Advice needed: text summarization via a pre-trained model on a local computer #587

JeeDevUser · 2024-11-24T20:05:35Z

Hello everyone, I intend to do text summarization using some (any) pretrained model, which I would load from the local computer.

If something like this is possible, I am interested in:

which model is suitable for that
where can I download it from.
how do I load it and do the summarization

Any help/online resource/... is welcome

Craigacp · 2024-11-25T03:12:31Z

There aren't many pretrained TF models for summarization on Hugging Face, and I think those models tend to be saved in Keras format anyway so will need converting into TF SavedModel format before they can be used with TF Java. I'd probably start with something like this - https://huggingface.co/google/flan-t5-large, but you could also use a decoder-only model (i.e. an LLM) though there aren't many of those in TF or Keras h5 format either (maybe Google's gemma model?). You'll need to load in the tokenizer (which for T5 is sentencepiece) and then tokenize the inputs, before passing them into TF-Java to get the output predicted token, loop it back around and keep predicting until you hit a termination condition (like </s> or a fixed token count).

To be honest, it might be simpler to use jlama or llama3.java and use a pre-trained llama 3 checkpoint. Those models are fairly good at summarization and the libraries already have tokenization and the token generation loop sorted which you'd need to implement on top of TF-Java.
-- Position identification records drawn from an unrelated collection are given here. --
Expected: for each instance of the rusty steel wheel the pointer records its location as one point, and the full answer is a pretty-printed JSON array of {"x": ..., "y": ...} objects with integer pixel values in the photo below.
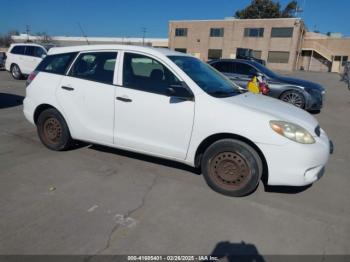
[
  {"x": 231, "y": 167},
  {"x": 53, "y": 130},
  {"x": 230, "y": 170}
]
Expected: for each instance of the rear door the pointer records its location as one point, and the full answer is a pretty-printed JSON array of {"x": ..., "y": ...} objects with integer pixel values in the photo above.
[{"x": 87, "y": 96}]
I don't think either of them support GPUs, so it depends how big your workload is in terms of batch size and latency.

JeeDevUser · 2024-11-25T10:59:21Z

@Craigacp, thanks for advice!

If I understand correctly, the tokenizer I would have to use is Sentencepiece (I would try with pegasus-xsum pretrained, but it uses the same tokenizer, so it doesn't matter) in order to tokenize inputs.

At this moment, I generate the savedModel format from the pagesus-xsum model (=got the .pb and/variables files etc....)

Now I wonder, if TensorFlow Java API supports SentencePiece somehow or not?
Maybe the question doesn't make sense (I'm still new to this) - mainly, is there a way to somehow use this tokenizer kind of tokenizer for tokenization... I want to avoid any dependency on Python in the runtime, so I'm only interested in a pure Java implementation...huh?

JeeDevUser · 2024-11-25T12:50:47Z

...and, for example, DeepJavaLibrary (DJL) have the Sentencepiece implementation
I wonder, could I use it to tokenize input, before passing them to TF Java?

Craigacp · 2024-11-25T14:46:10Z

You can put the sentencepiece op from tensorflow-text into a TF graph, but that is a bit of a pain to do from Java and will require you to understand how TF works on a deeper level. Otherwise DJL's wrapper should be fine, and there are others available. You'll still need to write the generative loop yourself, passing in the input tokens, the previously generated tokens and the key-value cache, then building a sampling mechanism.

JeeDevUser · 2024-11-25T21:26:19Z

thanks @Craigacp, I made some progress, by using DJL Sentencepiece implementation, over TF SavedModel format I made. I successfully tokenized the input text. But I got stuck with what you said:

You'll still need to write the generative loop yourself, passing in the input tokens, the previously generated tokens and the key-value cache, then building a sampling mechanism.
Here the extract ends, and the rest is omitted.